Toute humanité est engloutie.

Il n’y a plus d’homme, plus de femme. Juste une masse.
Du bruit, des cris, de la violence.
L’anonymat est complet.

Ce n’est personne qui frappe
Puisque c’est tout le monde qui frappe.
Jamais un être humain seul porterait ces coups, cracheraient ces insultes, ni aurait aux lèvres ce rire moqueur.
C’est la masse qui déshumanise.

Comment, ô Dieu, rester humain dans le monde?
Comment rester moi-même quand autour de moi se déchaînent les majorités anonymes?
Comment rester homme? Comment rester femme?

Face à toi, je ne serai jamais un parmi d’autres.
Je me sais aimé·e et accueilli·e par toi comme un être à part entière.
Voilà qui m’humanise.
Et me redonne ma valeur unique.
Béni sois-tu!

La croix et le tombeau

Lecture de l’évangile de Marc, chapitre 15, versets 21 à 47

Reflet musical:

L’obscurité.
La nuit est tombée au milieu du jour.
Tout le pays plongé dans l’obscurité.
La nuit du deuil et de la tristesse.
La nuit de l’incompréhension et de la bêtise humaine.
La nuit de la violence.
La nuit de la souffrance.
La nuit de la haine et de la mort.

Et puis le rideau du temple qui se déchire.
Comme un coup de tonnerre venu du ciel jusqu’à la terre.
Et ce qui était jusqu’alors caché est désormais révélé.
Mis à nu, dévoilé.

Il n’y a plus de voile, plus de séparation entre le ciel et la terre. Plus de limite entre Dieu et nous.
Dieu a perdu son fils.
Il a vécu la mort pour la première fois. Il a déchiré son vêtement en signe de deuil.
Lui et nous sommes pleinement humains.
Et rien ne pourra jamais nous séparer.
Il est venu à nous comme personne d’autre n’aurait eu le courage de le faire.

Dieu pleure avec nous sur les souffrances du monde.
Et celles-ci prennent une dimension nouvelle.
Nous ne sommes plus seuls face aux puissances mortifères.
Dieu est présent.
Il a vécu la croix.
Voilà sa puissance.

Prière d’intercession

Il est arrivé quelque chose à la mort depuis que le Christ l’a subie…

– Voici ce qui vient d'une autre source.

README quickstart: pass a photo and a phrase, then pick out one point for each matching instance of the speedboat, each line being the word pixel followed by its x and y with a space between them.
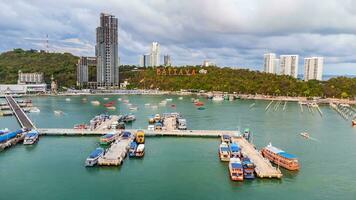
pixel 94 157
pixel 31 137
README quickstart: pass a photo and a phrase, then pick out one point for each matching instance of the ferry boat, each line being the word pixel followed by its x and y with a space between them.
pixel 80 126
pixel 140 151
pixel 236 169
pixel 31 137
pixel 140 137
pixel 107 139
pixel 280 158
pixel 235 151
pixel 224 153
pixel 3 131
pixel 132 150
pixel 225 138
pixel 94 157
pixel 249 168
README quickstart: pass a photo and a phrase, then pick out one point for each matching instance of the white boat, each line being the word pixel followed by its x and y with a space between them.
pixel 31 137
pixel 94 157
pixel 111 107
pixel 218 98
pixel 58 112
pixel 35 110
pixel 95 103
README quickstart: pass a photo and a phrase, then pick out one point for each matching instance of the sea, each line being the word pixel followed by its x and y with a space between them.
pixel 178 168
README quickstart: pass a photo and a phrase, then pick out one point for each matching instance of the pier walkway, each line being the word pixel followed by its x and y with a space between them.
pixel 116 153
pixel 264 168
pixel 21 117
pixel 88 132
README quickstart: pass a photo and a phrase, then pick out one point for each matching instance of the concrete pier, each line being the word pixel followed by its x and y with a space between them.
pixel 264 168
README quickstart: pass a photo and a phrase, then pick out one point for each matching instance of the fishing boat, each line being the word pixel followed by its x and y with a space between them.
pixel 107 139
pixel 35 110
pixel 132 150
pixel 109 104
pixel 94 157
pixel 248 168
pixel 31 137
pixel 224 153
pixel 3 131
pixel 140 151
pixel 129 118
pixel 80 126
pixel 218 98
pixel 236 169
pixel 225 138
pixel 95 103
pixel 140 137
pixel 235 151
pixel 199 103
pixel 280 157
pixel 305 135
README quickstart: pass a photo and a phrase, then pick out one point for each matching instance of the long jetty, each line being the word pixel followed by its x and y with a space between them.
pixel 21 117
pixel 264 168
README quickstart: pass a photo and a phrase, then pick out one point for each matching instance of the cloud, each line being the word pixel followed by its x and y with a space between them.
pixel 228 32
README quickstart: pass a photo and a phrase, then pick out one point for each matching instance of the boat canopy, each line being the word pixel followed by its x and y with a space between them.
pixel 287 155
pixel 236 165
pixel 96 152
pixel 234 147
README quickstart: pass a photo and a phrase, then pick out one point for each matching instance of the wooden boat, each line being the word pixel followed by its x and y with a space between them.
pixel 280 158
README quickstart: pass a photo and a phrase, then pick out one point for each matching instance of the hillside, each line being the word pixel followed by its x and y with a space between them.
pixel 243 81
pixel 61 65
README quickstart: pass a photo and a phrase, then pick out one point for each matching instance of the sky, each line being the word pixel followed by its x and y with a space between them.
pixel 234 33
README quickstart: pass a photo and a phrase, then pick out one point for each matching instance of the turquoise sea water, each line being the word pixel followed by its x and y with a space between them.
pixel 181 168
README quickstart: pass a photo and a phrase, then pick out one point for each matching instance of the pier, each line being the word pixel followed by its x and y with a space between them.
pixel 21 117
pixel 264 168
pixel 116 153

Oui, nous en avons la conviction, il est arrivé quelque chose à la mort depuis que tu l’as subie.
Apprends-nous à en témoigner auprès de celles et ceux qui souffrent d’événement mortifiants, de solitude et de regrets.
Aide-nous à transformer cette conviction en actions concrètes les uns pour les autres.
Unis ce matin autour de la croix, nous te remettons les hommes, les femmes et les enfants qui vivent sous la domination de la peur.
Au cœur de la faiblesse s’est exprimée ta puissance. Rends-nous forts à notre tour.
Rappelle-nous de ne pas laisser la mort s’installer dans nos relations, mais de développer ce qui transmet la vie, l’amitié et le respect.
Ainsi, nous ne t’abandonnerons pas sur la croix, mais nous saurons faire rayonner ta lumière.
Nous qui voulons être tes enfants, porteurs de ton amour ici-bas, nous te prions : Notre Père…

Envoi

Nous ne vous avons pas épargnés aujourd’hui. Ainsi en est-il lorsque nous nous confrontons à la noirceur de la croix.
Même dans cette obscurité, nous savons que nous ne sommes pas seuls. C’est donc avec ces tensions que nous repartirons dans le monde et dans notre vie. Soutenus et accompagnés par la bénédiction de Dieu.

Que Dieu vous bénisse
Dans les obscurités comme dans la lumière
Il ne cesse de t’aimer.

Que le Christ te relève
Dans la mort comme dans la vie
Il ne cesse d’être à tes côtés

Que l’Esprit saint souffle sur toi
Dans la faiblesse comme dans la puissance
Il ne cesse de renouveler tes forces.